Sometimes it's not until you have guests over that it becomes immediately, alarmingly, clear that you've been using a most-silly do-for in the kitchen for some time. Suddenly, your Rube Goldberg kitchen contraption for making coffee seems so absurd when there's an audience. Am I the only one that sometimes continues using semi-functioning or bizarre processes in the kitchen just because it's habit? Why is this, when it's so easily fixed?
Take for instance the time a friend watched me make coffee for two. Using a plastic pour over filter positioned over a French press (sans press), I measured out pre-ground coffee that sat directly on top of a lovely, but non-functioning grinder. My friend peppered me with various totally logical questions such as: "Why are you making coffee in the silliest way imaginable?" "Why don't you use that grinder to have fresh coffee?" "Why don't you use your French press as a French press?"
Thus began the long tale about how even though I have a very nice, quality coffee grinder, it broke and remains stuck on the coarseness required for French press coffee. To save you the saga let's cut to the chase: the grinder was actually the root of all my problems, but I was avoiding fixing that because it was easier to use something that resembled a game of Mouse Trap instead.
The point is, all this was fixed when a friend gifted me a simple, one button grinder for Christmas. The grinder is simple, effective, and delightfully un-fancy in that there is no way it will malfunction anytime soon. And the result? Perfectly delicious coffee. Why hadn't I done this before?

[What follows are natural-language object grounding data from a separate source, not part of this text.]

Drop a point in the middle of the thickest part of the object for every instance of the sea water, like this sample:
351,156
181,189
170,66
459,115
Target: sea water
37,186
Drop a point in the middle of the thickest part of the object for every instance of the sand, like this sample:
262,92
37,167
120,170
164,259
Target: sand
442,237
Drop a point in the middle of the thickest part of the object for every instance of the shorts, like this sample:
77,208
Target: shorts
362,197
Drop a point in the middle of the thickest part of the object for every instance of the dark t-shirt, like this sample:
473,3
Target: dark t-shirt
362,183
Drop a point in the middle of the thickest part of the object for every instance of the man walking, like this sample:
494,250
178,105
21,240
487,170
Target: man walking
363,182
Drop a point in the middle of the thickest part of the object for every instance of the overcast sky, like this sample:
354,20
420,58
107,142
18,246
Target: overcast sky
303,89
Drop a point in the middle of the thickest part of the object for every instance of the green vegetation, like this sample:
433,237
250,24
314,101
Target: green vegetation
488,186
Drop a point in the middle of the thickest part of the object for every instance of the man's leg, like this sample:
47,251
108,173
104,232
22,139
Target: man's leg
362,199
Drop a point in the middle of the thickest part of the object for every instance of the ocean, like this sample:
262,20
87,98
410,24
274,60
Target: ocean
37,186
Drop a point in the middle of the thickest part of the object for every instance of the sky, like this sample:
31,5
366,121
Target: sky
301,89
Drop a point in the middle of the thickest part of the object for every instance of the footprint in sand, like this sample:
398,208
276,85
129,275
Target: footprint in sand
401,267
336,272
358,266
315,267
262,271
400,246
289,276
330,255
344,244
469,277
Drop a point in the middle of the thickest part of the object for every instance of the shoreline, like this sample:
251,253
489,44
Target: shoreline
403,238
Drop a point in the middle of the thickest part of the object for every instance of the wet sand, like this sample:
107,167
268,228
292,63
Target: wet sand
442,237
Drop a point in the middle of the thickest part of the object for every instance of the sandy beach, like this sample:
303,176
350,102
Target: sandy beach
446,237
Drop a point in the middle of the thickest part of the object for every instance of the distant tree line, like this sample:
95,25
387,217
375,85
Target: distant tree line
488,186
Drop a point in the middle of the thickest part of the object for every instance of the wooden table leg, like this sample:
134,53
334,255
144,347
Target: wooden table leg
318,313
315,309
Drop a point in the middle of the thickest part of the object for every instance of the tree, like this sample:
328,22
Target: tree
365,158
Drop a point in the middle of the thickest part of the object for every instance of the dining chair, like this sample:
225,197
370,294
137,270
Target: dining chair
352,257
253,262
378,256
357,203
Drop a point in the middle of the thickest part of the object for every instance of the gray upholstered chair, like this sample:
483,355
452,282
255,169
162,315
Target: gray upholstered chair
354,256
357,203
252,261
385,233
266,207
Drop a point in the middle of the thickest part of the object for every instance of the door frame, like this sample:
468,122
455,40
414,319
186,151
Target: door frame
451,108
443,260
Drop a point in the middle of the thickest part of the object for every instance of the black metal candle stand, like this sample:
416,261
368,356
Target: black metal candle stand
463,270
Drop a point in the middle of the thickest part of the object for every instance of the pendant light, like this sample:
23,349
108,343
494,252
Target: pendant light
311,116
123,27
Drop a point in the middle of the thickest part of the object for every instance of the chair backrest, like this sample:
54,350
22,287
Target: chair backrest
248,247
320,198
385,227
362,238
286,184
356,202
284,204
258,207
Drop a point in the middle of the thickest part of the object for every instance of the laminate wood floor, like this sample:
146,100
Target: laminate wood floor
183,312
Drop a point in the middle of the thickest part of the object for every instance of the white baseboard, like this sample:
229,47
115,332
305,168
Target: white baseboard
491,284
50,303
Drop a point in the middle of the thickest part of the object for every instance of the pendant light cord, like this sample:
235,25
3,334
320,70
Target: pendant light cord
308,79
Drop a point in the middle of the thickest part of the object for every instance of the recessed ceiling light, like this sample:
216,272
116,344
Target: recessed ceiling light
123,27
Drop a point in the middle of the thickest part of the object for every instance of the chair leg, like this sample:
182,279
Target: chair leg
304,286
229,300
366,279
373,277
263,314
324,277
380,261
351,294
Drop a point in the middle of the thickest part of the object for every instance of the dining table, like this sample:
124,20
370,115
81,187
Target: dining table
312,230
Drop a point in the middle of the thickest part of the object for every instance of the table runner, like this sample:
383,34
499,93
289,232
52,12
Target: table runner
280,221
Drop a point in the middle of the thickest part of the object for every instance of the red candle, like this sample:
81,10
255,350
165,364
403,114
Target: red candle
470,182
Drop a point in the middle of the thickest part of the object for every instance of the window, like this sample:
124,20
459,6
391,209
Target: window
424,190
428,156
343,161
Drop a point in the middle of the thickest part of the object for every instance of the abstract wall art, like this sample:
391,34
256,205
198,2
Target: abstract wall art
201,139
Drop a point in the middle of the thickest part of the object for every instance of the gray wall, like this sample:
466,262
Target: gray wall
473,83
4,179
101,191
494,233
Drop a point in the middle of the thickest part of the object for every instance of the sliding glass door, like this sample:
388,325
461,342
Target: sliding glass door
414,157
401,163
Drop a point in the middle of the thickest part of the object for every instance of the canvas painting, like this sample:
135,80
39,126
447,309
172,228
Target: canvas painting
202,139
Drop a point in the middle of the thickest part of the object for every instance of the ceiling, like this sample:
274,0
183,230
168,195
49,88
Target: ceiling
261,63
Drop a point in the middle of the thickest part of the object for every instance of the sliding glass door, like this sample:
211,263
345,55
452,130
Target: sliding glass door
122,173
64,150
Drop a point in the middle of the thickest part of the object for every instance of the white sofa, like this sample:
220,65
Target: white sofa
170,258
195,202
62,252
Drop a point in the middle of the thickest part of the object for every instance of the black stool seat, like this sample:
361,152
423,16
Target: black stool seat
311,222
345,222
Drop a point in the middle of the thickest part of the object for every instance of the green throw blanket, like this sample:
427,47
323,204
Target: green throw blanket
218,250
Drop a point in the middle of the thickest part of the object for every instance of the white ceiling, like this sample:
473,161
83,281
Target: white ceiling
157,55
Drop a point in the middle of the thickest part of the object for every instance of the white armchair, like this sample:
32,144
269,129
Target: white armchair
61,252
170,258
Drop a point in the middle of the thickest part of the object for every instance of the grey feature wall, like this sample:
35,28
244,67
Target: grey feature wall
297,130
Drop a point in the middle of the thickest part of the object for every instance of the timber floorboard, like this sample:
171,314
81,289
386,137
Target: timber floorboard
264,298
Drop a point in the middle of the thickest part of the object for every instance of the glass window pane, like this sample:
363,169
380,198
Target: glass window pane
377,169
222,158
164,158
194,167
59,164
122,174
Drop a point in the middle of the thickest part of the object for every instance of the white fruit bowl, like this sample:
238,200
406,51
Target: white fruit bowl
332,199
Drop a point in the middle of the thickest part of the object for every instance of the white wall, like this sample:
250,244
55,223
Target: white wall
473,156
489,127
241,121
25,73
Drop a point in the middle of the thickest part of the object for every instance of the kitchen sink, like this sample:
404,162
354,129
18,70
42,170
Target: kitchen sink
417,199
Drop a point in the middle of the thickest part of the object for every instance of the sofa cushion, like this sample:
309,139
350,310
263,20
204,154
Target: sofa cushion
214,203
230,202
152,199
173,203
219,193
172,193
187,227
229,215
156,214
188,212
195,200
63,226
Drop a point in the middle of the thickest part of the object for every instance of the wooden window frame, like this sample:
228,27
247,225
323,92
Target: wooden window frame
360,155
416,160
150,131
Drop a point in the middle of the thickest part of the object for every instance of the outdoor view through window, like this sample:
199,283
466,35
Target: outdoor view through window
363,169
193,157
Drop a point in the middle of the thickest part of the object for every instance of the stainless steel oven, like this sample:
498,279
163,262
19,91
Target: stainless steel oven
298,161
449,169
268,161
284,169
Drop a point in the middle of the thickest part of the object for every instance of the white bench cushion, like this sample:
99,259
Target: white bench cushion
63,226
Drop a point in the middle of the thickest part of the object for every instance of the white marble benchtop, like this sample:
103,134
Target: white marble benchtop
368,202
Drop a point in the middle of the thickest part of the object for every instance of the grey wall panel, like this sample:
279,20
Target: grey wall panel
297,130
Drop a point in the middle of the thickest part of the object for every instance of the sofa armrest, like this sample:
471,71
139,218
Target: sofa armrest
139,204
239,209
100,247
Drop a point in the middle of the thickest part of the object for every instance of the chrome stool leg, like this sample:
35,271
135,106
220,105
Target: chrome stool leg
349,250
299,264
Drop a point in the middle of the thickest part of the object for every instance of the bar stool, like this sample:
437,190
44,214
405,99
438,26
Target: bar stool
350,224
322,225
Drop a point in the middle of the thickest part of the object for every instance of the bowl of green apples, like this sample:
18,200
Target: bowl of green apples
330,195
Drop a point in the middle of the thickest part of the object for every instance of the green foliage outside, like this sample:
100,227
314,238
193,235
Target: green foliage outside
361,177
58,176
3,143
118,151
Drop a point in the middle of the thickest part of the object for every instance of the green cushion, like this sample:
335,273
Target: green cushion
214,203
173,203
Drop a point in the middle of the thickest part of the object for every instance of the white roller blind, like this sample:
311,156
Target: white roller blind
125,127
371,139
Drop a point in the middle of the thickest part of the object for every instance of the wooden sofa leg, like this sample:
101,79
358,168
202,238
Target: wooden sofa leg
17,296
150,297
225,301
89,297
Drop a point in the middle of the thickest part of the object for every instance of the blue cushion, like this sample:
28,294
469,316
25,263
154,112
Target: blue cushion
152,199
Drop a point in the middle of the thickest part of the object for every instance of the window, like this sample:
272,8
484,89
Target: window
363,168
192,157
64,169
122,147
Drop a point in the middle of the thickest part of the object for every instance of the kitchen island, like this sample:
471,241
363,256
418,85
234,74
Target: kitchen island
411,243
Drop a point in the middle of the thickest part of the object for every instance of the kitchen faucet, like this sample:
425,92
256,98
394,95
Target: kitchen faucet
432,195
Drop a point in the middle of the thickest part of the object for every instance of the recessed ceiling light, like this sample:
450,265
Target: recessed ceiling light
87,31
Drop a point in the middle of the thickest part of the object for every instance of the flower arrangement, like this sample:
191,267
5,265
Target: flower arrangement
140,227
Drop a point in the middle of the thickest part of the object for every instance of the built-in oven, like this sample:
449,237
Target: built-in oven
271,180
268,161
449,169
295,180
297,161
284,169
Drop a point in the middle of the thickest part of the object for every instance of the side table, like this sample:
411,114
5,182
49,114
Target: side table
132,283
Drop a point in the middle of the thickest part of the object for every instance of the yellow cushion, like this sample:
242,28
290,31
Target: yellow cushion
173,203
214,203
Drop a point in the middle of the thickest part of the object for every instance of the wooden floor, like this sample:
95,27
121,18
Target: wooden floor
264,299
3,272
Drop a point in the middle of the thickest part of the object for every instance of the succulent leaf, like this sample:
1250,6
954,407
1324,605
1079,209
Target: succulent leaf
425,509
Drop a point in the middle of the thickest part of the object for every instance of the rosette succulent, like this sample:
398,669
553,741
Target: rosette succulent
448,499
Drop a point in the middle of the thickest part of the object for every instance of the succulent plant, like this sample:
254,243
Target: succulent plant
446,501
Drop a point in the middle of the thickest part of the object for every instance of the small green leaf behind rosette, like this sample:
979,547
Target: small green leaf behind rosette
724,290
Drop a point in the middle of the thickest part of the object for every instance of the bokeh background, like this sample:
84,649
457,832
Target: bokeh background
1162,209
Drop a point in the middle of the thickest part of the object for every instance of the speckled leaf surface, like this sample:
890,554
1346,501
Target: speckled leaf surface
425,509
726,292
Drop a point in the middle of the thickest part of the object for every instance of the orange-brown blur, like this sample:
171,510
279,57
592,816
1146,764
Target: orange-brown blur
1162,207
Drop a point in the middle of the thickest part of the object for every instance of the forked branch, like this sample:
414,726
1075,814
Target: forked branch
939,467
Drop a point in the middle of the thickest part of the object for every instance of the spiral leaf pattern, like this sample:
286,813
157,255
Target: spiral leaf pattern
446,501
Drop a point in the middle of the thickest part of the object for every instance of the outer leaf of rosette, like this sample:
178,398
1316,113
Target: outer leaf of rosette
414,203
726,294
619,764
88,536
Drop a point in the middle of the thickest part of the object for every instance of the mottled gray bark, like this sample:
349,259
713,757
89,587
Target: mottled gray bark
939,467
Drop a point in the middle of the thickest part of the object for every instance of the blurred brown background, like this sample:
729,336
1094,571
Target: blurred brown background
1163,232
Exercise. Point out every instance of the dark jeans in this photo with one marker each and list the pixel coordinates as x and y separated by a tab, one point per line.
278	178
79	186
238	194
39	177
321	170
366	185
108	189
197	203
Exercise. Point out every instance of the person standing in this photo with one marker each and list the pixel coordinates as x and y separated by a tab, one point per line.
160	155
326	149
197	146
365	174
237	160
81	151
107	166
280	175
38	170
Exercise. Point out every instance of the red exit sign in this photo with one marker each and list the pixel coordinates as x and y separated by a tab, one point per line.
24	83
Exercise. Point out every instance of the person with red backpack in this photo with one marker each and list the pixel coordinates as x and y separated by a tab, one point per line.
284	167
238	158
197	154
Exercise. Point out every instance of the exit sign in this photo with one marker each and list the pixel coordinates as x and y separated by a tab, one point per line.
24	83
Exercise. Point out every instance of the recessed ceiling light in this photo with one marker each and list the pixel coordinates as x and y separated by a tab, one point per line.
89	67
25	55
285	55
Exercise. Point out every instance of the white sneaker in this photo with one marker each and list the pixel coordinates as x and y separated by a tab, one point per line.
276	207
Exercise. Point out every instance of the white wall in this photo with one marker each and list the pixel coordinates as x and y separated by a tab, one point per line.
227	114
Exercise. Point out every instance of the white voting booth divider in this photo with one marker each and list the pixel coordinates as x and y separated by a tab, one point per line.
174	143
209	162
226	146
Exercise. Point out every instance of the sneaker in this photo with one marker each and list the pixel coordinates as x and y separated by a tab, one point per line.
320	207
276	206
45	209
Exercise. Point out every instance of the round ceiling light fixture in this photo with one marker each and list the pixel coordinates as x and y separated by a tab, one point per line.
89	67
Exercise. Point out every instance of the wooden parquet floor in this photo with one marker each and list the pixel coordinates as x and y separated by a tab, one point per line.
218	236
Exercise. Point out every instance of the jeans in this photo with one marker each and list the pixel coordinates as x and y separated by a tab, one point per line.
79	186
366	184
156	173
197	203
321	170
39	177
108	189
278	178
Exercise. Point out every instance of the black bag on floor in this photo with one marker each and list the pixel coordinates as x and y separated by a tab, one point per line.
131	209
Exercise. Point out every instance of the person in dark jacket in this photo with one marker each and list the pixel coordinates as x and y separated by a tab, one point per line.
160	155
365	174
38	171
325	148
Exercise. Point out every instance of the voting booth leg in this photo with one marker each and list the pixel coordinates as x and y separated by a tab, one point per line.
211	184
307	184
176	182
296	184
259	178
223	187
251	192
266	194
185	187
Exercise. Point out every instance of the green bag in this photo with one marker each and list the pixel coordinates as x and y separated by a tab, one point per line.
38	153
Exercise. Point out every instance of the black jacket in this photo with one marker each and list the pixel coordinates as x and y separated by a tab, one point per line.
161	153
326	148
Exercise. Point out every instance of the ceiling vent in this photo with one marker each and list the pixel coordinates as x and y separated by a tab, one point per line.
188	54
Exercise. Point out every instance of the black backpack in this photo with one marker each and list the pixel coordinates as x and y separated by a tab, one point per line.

Feeling liberated by something so simple, I've resolved to cut my kitchen losses in 2014 and work towards pitching out the things that aren't up to speed, one by one. Perhaps the replacements can't all be the best of the best, but that will come in time. Think about it: when you're buying a bed, the salesperson always points out that the average person spends a third of their life in bed, but how much time do I spend making coffee or cooking dinner or baking?
What items are you hoping to replace in 2014?